Xiaoda Xiao: The Visiting Suit: Stories From My Prison Life
In his first book, The Cave Man, Xiaoda Xiao approached his seven years in one of Mao’s labor camps as fiction; in his second, he presents it as a series of short-story recollections, “transformed by memory, imagination and time,” but with all the unresolved threads and inconclusive narratives expected from a life lived at others’ control. Fellow prisoners get transferred or die, their fates unknown; incidents are presented for their own inherent pungency rather than metaphoric import. Xiao’s plainly written, unemotional style presents gulag life without redundantly overemoting at the horror of it all.
As a drunk 20-year-old, Xiao used a Mao poster to wipe up a spill and promptly turned himself over the police. Though they initially believed that he was just drunk, he was eventually charged with “viciously attacking the Great Leader” and sentenced to five years of labor, though he stayed behind another two years to keep working. What happened during his labor stint will be no surprise to anyone who’s read up on the Cultural Revolution (or just seen The Last Emperor): regular sessions for “thought reform” and “self-criticism,” filthy barracks life surrounded by informers, and the slow, unnoticed transition to acceptance.

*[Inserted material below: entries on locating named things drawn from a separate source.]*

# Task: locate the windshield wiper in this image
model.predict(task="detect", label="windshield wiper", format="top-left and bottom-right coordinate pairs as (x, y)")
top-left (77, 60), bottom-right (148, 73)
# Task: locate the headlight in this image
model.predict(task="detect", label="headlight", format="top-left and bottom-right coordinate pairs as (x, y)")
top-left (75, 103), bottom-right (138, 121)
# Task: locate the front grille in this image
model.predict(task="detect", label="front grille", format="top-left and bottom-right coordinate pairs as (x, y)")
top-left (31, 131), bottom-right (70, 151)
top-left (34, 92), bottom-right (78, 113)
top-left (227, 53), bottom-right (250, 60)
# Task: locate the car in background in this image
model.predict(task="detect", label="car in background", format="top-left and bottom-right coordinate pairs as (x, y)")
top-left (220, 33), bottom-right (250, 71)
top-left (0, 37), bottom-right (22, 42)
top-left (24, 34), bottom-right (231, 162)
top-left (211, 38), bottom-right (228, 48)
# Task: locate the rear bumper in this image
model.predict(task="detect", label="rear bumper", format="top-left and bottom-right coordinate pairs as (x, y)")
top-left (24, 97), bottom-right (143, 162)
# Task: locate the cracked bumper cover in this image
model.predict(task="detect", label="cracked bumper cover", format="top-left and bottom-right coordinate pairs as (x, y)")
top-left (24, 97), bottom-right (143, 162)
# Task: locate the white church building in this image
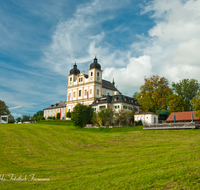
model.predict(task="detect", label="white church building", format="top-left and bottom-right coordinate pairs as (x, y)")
top-left (66, 56), bottom-right (141, 113)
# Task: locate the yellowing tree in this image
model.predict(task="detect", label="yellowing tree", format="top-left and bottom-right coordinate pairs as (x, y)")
top-left (137, 75), bottom-right (172, 112)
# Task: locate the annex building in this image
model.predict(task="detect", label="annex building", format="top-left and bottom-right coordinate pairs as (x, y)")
top-left (66, 55), bottom-right (141, 113)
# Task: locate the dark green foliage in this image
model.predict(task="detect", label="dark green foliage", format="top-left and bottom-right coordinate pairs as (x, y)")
top-left (71, 104), bottom-right (93, 127)
top-left (16, 117), bottom-right (21, 122)
top-left (56, 113), bottom-right (60, 119)
top-left (134, 120), bottom-right (142, 126)
top-left (67, 111), bottom-right (71, 118)
top-left (33, 110), bottom-right (44, 121)
top-left (0, 100), bottom-right (10, 115)
top-left (97, 108), bottom-right (114, 126)
top-left (8, 115), bottom-right (15, 123)
top-left (172, 79), bottom-right (200, 110)
top-left (47, 116), bottom-right (56, 120)
top-left (114, 110), bottom-right (134, 126)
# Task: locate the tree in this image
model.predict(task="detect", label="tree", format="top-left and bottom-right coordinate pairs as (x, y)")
top-left (168, 94), bottom-right (188, 113)
top-left (21, 115), bottom-right (31, 123)
top-left (133, 91), bottom-right (139, 100)
top-left (56, 113), bottom-right (60, 119)
top-left (114, 110), bottom-right (134, 126)
top-left (190, 92), bottom-right (200, 118)
top-left (71, 104), bottom-right (93, 127)
top-left (33, 110), bottom-right (44, 121)
top-left (0, 100), bottom-right (10, 115)
top-left (16, 117), bottom-right (21, 122)
top-left (8, 115), bottom-right (15, 123)
top-left (137, 75), bottom-right (172, 112)
top-left (66, 111), bottom-right (71, 118)
top-left (172, 79), bottom-right (200, 110)
top-left (93, 108), bottom-right (114, 126)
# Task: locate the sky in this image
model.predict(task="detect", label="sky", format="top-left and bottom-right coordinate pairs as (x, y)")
top-left (0, 0), bottom-right (200, 118)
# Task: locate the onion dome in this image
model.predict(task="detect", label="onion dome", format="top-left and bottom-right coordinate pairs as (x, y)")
top-left (70, 63), bottom-right (80, 75)
top-left (90, 54), bottom-right (101, 70)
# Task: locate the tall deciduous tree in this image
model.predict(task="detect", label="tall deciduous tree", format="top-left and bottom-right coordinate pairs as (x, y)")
top-left (172, 79), bottom-right (200, 110)
top-left (71, 104), bottom-right (93, 127)
top-left (0, 100), bottom-right (10, 115)
top-left (190, 92), bottom-right (200, 118)
top-left (168, 94), bottom-right (188, 113)
top-left (137, 75), bottom-right (172, 112)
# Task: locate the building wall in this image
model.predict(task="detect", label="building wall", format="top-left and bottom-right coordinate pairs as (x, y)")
top-left (134, 114), bottom-right (158, 123)
top-left (44, 107), bottom-right (66, 119)
top-left (66, 69), bottom-right (114, 111)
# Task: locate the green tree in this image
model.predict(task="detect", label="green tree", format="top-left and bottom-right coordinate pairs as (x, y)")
top-left (0, 100), bottom-right (10, 115)
top-left (172, 79), bottom-right (200, 110)
top-left (8, 115), bottom-right (15, 123)
top-left (56, 113), bottom-right (60, 119)
top-left (93, 108), bottom-right (114, 126)
top-left (32, 110), bottom-right (44, 121)
top-left (114, 110), bottom-right (134, 126)
top-left (133, 91), bottom-right (139, 100)
top-left (22, 115), bottom-right (31, 122)
top-left (137, 75), bottom-right (172, 112)
top-left (16, 117), bottom-right (21, 122)
top-left (168, 94), bottom-right (188, 113)
top-left (190, 92), bottom-right (200, 118)
top-left (71, 104), bottom-right (93, 127)
top-left (66, 111), bottom-right (71, 118)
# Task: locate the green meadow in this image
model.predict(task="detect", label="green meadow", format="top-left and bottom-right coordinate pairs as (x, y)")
top-left (0, 122), bottom-right (200, 190)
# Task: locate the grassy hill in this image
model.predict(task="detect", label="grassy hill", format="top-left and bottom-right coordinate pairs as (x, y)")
top-left (0, 122), bottom-right (200, 189)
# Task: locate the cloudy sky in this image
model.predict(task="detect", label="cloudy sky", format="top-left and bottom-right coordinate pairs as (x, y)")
top-left (0, 0), bottom-right (200, 117)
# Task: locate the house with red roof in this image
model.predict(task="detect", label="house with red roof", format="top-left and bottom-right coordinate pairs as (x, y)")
top-left (166, 111), bottom-right (200, 123)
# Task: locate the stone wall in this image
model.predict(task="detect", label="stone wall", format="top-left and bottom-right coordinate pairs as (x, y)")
top-left (143, 122), bottom-right (196, 130)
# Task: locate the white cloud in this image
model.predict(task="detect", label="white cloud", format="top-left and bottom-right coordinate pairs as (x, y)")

Xiao’s stories are familiar but specific in their details, quietly aware of the ways one quick miscalculation can leave lifelong scars. On his first night, Xiao feigns insanity, and winds up handcuffed so tightly, his arms “looked like dark hams hung in the butcher shop.” “Remember not to work against the proletarian dictatorship,” the prisoner-surgeon tells him, “or just look at the rings on your arms. They’ll stay with you for the rest of your life.” Xiao fluidly moves back and forth from victim to vindictive actor without noticing the change in himself, taking silent revenge against his tormentors in the bathrooms at night and adjusting to the norms by imperceptible degrees.
All Xiao’s stories are short and compelling, honing in on one aspect of prison life without fussiness, often almost wishfully effacing himself. The standout tale “Li Minchu—The Cost Of A Dream” exemplifies the kind of inadvertent surrealism totalitarian regimes produce, the story of a man who dreams of Nixon and Mao signing an agreement of amnesty for all political prisoners, but ends up dead when his retold dream turns into actual rumors of amnesty. Unforced black humor is found in the cagey banter of official euphemism. Asked about his crime, a butcher replies “I didn’t pay enough attention to my thoughts. That’s why I fell into the rotten quagmire of capitalism, and became a criminal to the Party and the people.” More specifically? “I had inappropriate relations with women when I was drunk.” “In short, you’re a rapist,” the officer replies. Xiao allows himself only one big irony, too good to make up: The day of his release is the day of Mao’s death, and a poster of the deceased leader confronts him as soon as he emerges to freedom. For the most part, he lets the details do the talking; his book is better for it.